The panel hearing could provide more of a road map for how the powerful narcotics made their way to individual communities, some of which received massive amounts of drugs per capita. Committee members hope the hearing will shed light on specific data the companies reported to the DEA about how many pills they sent and where the pills went. That information is kept on a confidential DEA database known as the Automation of Reports and Consolidated Orders System. The database tracks the flow of prescription painkillers from manufacturers to distributors to pharmacies.

The committee and news reports have disclosed some of the data, and it is staggering: Millions of pills were shipped to small communities in West Virginia, which has the nation’s highest rate of drug overdose deaths.

In February, the panel revealed in letters sent to the firms that McKesson and Cardinal Health shipped 12.3 million doses of powerful prescription opioids to the Family Discount Pharmacy in Mount Gay-Shamrock, W.Va., from 2006 to 2014. The town in southern West Virginia had 1,779 residents, according to the 2010 Census.

An analysis by the committee found that Cardinal Health sent the pharmacy more than 6.5 million hydrocodone and oxycodone pills between 2008 and 2012. McKesson sent 5.8 million pills from 2006 to 2014. Other distributors also sold painkillers to the pharmacy, bringing the total to nearly 16.6 million by 2016.

One small town, two drug companies and 12.3 million doses of opioids

In letters sent to the smaller distributors in January, the committee cited data showing that wholesalers shipped nearly 21 million doses of painkillers to two pharmacies just blocks apart from each other in Williamson, W.Va., a town of 3,191 on the Kentucky border about 30 miles from Mount Gay-Shamrock. The letter said that Miami-Luken sent about half of the pills.
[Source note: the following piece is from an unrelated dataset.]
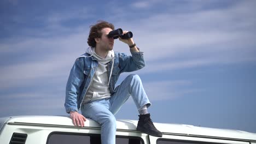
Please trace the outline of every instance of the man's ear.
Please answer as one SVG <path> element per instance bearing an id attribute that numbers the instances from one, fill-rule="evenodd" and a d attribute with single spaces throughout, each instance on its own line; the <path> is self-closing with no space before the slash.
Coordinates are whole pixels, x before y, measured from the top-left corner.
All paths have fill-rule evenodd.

The town received “approximately 1,565 hydrocodone and oxydocone pills for every man, woman and child” from Miami-Luken in 2007 and 2008, according to a letter sent by the panel.

In total, Miami-Luken shipped 20 million doses of hydrocodone and oxycodone to West Virginia pharmacies from 2007 to 2012. The company was being investigated by the DEA’s Detroit office, but a program officer said his entreaties to close down the company were ignored by superiors in Washington.

“We are continuing to cooperate with the committee,” said Richard Blake, an attorney representing Miami-Luken.

The DEA data also is being sought as part of a mammoth court case in Cleveland. Hundreds of lawsuits filed by municipalities against opioid manufacturers, distributors and pharmacies have been consolidated in a federal court there.

The judge in the case, Dan Aaron Polster of the Northern District of Ohio, ruled Wednesday that the DEA must turn over transactional business data and suspicious order reports the companies filed for their activity in Alabama, Florida, Illinois, Michigan, Ohio and West Virginia between Jan. 1, 2006, and Dec. 31, 2014. The DEA must provide the data to Polster by April 20. Alhough lawyers for the defendants and plaintiffs in the case will have access to the data, it will be sealed from public view under a court-imposed protective order.

Lawmakers and lawyers think the data could show a correlation between shipments of opioids and deaths in those communities. The DEA initially fought the release of the data, but Polster rejected the agency’s arguments.

“The vast oversupply of opioid drugs in the United States has caused a plague on its citizens and local governments,” Polster wrote in his ruling. The request for the data is “a reasonable step toward defeating the disease.”

Paul Farrell Jr., a West Virginia lawyer who represents plaintiffs in the case, praised Polster for ordering the release. He said the order could be a “tipping point” in the case, revealing patterns of drug shipments and deaths and how the flood of prescription pain pills fueled a national epidemic.

The information “has the potential to serve as a Rosetta Stone to decipher and understand how prescription opiate abuse evolved into a national epidemic,” Farrell said.